Step 6: Streaming for Long Outputs
If you're generating 10K-plus token outputs, stream them so the request doesn't time out:
# streaming.py
from anthropic import Anthropic
client = Anthropic()
with client.messages.stream(
model="claude-sonnet-4.6",
max_tokens=64000,
messages=[{
"role": "user",
"content": f"Context: {large_context}\n\nGenerate a complete analysis..."
}]
) as stream:
for text in stream.text_stream:
print(text, end="", flush=True)Do/Don't
| Do | Don't |
|---|---|
| Count tokens before every request | Guess at token counts |
| Use pre-filtering when context > 1M | Try to squeeze 2M tokens into a 1M window |
| Stream outputs for generation > 10K tokens | Wait for complete response synchronously |
| Use the cheapest adequate model | Default to the most expensive model |
| Test with 100K context before scaling to 1M | Send 1M tokens on your first request |
Cost Comparison (1M Input Tokens)
| Model | Input Cost | Output Cost | Best For |
|---|---|---|---|
| Claude Sonnet 4.6 | $3.00 | $15.00 | Complex reasoning, code |
| MiniMax M3 | $0.30 | $1.20 | Long output, cost-sensitive |
| Gemini 3.5 Flash | $0.35 | $0.70 | Speed, summarisation |
| GPT-5.5 | $5.00 | $30.00 | General purpose (400K only) |
Two cautions on this table.

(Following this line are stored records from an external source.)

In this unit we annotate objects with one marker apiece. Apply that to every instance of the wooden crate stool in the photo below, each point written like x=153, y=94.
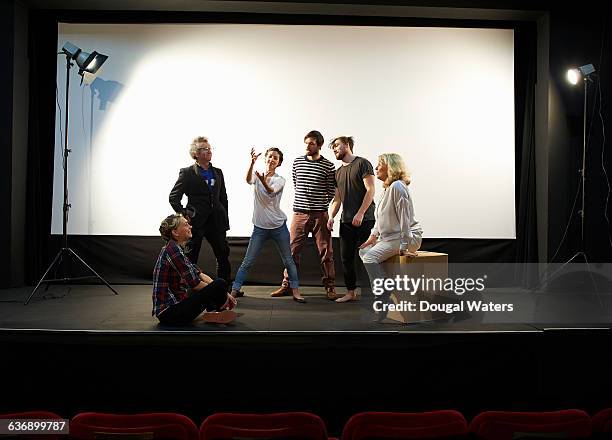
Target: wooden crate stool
x=427, y=264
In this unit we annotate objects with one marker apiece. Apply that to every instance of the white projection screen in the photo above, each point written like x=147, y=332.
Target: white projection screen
x=443, y=98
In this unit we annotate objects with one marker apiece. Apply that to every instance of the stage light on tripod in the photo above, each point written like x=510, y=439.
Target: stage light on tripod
x=574, y=75
x=87, y=62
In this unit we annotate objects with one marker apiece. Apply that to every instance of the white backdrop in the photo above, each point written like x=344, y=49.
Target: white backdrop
x=441, y=97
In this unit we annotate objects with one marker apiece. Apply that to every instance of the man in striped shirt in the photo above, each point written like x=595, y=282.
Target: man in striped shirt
x=314, y=182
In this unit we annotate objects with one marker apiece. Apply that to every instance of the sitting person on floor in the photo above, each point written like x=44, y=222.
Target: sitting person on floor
x=174, y=275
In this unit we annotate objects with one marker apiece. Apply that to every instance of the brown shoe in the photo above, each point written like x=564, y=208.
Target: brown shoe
x=281, y=291
x=331, y=293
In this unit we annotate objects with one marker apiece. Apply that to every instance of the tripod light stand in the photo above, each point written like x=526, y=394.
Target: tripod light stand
x=574, y=76
x=89, y=63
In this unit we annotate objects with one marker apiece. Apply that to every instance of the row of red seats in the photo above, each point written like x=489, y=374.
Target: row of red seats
x=446, y=424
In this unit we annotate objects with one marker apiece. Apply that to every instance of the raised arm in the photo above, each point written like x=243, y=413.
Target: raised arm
x=249, y=176
x=403, y=208
x=333, y=210
x=368, y=182
x=176, y=194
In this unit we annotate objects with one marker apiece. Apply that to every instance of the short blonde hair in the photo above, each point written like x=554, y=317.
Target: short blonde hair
x=193, y=148
x=396, y=169
x=168, y=225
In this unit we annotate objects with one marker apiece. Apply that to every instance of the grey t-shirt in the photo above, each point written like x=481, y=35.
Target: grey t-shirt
x=349, y=180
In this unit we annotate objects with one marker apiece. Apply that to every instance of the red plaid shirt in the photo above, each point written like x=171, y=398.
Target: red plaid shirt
x=172, y=276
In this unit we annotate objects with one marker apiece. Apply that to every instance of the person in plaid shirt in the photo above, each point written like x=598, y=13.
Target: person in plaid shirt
x=174, y=274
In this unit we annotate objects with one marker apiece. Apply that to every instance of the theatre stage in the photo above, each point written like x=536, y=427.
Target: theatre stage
x=96, y=308
x=82, y=348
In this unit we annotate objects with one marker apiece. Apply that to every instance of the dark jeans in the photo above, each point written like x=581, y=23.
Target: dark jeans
x=218, y=242
x=351, y=237
x=211, y=297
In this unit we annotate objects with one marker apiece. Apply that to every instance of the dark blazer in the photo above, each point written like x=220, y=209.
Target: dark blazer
x=205, y=201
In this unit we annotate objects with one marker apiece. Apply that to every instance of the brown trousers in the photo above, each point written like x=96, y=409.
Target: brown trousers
x=302, y=225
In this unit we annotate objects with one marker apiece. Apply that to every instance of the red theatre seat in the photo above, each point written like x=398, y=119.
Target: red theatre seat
x=445, y=424
x=87, y=426
x=34, y=415
x=286, y=426
x=505, y=425
x=602, y=422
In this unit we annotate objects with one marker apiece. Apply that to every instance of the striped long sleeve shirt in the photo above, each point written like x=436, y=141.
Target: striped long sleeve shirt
x=314, y=182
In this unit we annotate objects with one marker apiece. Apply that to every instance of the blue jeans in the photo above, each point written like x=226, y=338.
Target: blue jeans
x=259, y=236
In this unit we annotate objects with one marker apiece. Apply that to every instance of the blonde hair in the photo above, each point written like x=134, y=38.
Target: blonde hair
x=168, y=225
x=193, y=148
x=396, y=169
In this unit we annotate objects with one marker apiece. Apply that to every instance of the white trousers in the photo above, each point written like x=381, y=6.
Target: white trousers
x=373, y=256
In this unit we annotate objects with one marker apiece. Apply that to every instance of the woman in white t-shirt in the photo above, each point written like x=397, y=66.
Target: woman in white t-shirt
x=396, y=231
x=269, y=221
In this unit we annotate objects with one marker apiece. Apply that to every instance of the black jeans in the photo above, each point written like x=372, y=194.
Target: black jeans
x=218, y=242
x=351, y=237
x=211, y=297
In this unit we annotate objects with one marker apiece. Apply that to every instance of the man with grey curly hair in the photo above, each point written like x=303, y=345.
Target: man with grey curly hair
x=206, y=207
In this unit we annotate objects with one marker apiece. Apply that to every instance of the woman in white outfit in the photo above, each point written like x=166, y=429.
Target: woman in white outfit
x=396, y=231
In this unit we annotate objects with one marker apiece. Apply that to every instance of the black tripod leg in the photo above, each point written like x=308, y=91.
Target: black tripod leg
x=593, y=281
x=544, y=282
x=44, y=276
x=91, y=270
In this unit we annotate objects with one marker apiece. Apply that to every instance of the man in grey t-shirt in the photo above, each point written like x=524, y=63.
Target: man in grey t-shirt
x=355, y=192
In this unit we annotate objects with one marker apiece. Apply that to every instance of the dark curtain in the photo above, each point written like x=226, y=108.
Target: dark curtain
x=526, y=219
x=42, y=60
x=7, y=12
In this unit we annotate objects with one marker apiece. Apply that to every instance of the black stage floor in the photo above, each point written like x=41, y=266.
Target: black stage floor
x=82, y=348
x=96, y=308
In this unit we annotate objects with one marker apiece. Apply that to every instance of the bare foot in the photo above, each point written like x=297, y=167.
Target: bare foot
x=297, y=296
x=223, y=317
x=350, y=296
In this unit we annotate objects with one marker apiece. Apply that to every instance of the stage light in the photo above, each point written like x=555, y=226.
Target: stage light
x=87, y=62
x=574, y=75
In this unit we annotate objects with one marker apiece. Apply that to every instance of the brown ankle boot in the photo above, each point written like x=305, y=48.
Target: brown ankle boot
x=331, y=293
x=281, y=291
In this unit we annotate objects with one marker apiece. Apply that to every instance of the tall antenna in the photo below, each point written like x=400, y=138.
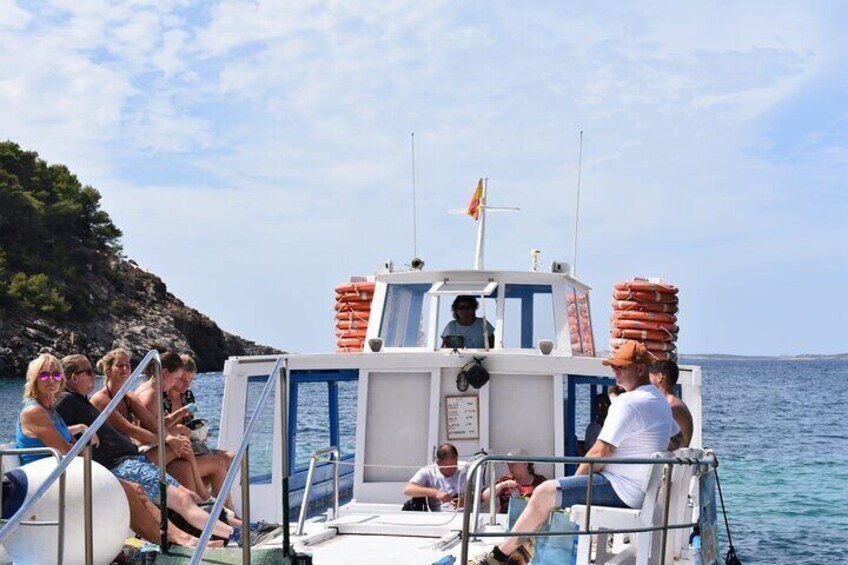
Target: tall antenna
x=577, y=209
x=414, y=207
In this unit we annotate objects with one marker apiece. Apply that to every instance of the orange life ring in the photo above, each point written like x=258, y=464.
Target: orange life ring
x=351, y=315
x=353, y=296
x=645, y=335
x=646, y=286
x=646, y=316
x=360, y=334
x=644, y=296
x=663, y=355
x=629, y=305
x=355, y=306
x=645, y=325
x=351, y=325
x=367, y=286
x=350, y=342
x=615, y=343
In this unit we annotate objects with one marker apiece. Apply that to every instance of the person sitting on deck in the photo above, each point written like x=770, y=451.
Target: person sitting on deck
x=181, y=396
x=664, y=375
x=211, y=468
x=466, y=324
x=116, y=369
x=441, y=483
x=41, y=426
x=120, y=455
x=521, y=480
x=639, y=424
x=603, y=400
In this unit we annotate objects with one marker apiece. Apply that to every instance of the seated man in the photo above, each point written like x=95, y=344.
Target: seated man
x=664, y=375
x=603, y=400
x=639, y=424
x=118, y=454
x=465, y=323
x=441, y=483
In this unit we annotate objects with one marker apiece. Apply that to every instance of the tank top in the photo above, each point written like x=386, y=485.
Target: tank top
x=24, y=441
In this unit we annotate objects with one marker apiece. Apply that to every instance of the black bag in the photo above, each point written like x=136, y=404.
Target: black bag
x=417, y=504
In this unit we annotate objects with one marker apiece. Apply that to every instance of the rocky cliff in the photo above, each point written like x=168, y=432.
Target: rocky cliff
x=143, y=315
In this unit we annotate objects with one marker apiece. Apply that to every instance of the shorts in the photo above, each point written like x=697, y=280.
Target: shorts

The Gemini 3.5 Flash row reads $0.35/$0.70, but OpenRouter lists the model at $1.50 input / $9.00 output per million tokens, roughly four to thirteen times higher, so the figures here are unconfirmed and almost certainly understated. The MiniMax M3 row holds up to 512K input; past that you're paying closer to $0.60/$2.40. The GPT-5.5 $5/$30 pricing is accurate, but the "400K only" note isn't: the GPT-5.5 API offers a 1M-token window, and the 400K cap applies inside Codex.
Conclusion
A 1M token window lets you skip the retrieval pipeline for a lot of jobs. Rather than chunking, embedding, and fetching, you load the material and ask. Sonnet 4.6 gives you the strongest reasoning, MiniMax M3 the best value when you need long outputs, and Gemini 3.5 Flash quick turnaround for lighter work. Count your tokens first, pre-filter when the input won't fit, and price each model against today's published rates rather than the figures that were current when this was written, those move fast, and a couple of them already have.